There are times where you get to see their warm, compassionate, and caring side too. All of a sudden, they become very considerate, giving, and understanding, something you have always longed for, and you start doubting your own doubts about them and you may get carried away by the show. But this affection is often temporary and short-lived and is used as a tool to keep you trapped in the relationship. This usually surfaces when they feel threatened to be left.

Narcissists are jealous but are experts in masking their emotion with a nonchalant façade, but deep within they are constantly scheming and thinking of ways to pull the other person down. They believe in destroying people to maintain their superiority rather than working their way up the ladder. For this, they manipulate people and play them against each other. They easily use people as objects to satisfy their own ego. And they are so adept at this game that they themselves manage to stay out of the entire mess that they have only created, while the played get either into trouble or blamed or live their lives with guilt.

Why people fall into their trap? It’s because of their false charm and fakism. This is also the reason why they perform well in job interviews but very soon they start showing their darker side and progress in their careers by manipulating rather than performing well.
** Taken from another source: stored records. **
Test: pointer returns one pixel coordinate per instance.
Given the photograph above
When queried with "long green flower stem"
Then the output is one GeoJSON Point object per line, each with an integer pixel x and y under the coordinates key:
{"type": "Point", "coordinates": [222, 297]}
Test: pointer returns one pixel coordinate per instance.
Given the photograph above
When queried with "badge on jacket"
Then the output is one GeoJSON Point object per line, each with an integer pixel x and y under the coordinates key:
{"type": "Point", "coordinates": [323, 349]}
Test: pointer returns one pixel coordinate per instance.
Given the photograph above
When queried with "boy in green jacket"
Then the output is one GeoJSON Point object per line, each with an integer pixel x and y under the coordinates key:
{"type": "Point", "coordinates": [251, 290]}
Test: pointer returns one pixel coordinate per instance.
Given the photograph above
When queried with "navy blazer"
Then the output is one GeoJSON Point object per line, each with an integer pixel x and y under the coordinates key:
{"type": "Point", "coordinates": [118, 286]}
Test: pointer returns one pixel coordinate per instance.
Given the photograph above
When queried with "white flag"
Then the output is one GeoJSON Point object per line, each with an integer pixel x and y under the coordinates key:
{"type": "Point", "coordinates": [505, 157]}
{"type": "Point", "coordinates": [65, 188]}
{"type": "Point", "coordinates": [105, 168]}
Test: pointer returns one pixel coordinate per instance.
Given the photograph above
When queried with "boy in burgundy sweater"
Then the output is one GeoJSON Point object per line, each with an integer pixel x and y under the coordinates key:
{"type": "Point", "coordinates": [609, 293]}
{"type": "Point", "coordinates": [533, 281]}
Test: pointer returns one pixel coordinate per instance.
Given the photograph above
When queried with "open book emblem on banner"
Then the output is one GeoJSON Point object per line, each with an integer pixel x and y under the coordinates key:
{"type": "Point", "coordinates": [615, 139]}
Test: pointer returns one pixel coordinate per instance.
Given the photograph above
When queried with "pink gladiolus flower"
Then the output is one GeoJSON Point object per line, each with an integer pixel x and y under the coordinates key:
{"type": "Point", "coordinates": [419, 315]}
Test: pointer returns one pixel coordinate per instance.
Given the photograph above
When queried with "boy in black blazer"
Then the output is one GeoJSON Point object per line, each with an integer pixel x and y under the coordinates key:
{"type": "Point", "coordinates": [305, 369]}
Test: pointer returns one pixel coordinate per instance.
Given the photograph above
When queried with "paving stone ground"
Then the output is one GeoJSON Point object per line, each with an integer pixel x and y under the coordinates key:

According to a study, narcissists maintain a high level of grooming, they tend to wear brighter, fashionable, and expensive clothing, subtle pieces are just not for them. They wear makeup and use a lot of accessories and have an organized and neat appearance requiring a lot of preparation. They are always Instagram ready. They try not to repeat outfits, drive expensive cars, change their purses and shoes more frequently and eat out at fancy restaurants to give themselves the feel of a celebrity and also because they try a little too hard to maintain their grandiose image. They indulge in extravagance to make themselves not just look rich but feel rich even if it costs them their savings.

They have a very pretentious social life and use social media as a way to imitate some and intimidate others with their superficiality. Moreover, they like to make friends with, and hang out with people who look cool, to add to their coolness quotient. While they themselves are hypersensitive to criticism and have a fragile ego, they enjoy making fun of others and pointing towards their flaws (which may or may not exist) to draw the attention away from their flaws or to make their own drawbacks look normal. Mocking others make them feel better and elevated.

The mere presence of one or two attributes discussed here does not make a person a narcissist but narcissists are a complete package, that is difficult to deal with. Though the exact cause of narcissism is not known, some researchers think that it could be due to overprotective or neglectful parenting style, genetics, or simply the environment in which the person has been brought up. There is a lot more that can be discussed on the subject but more on this will be taken up in another article later.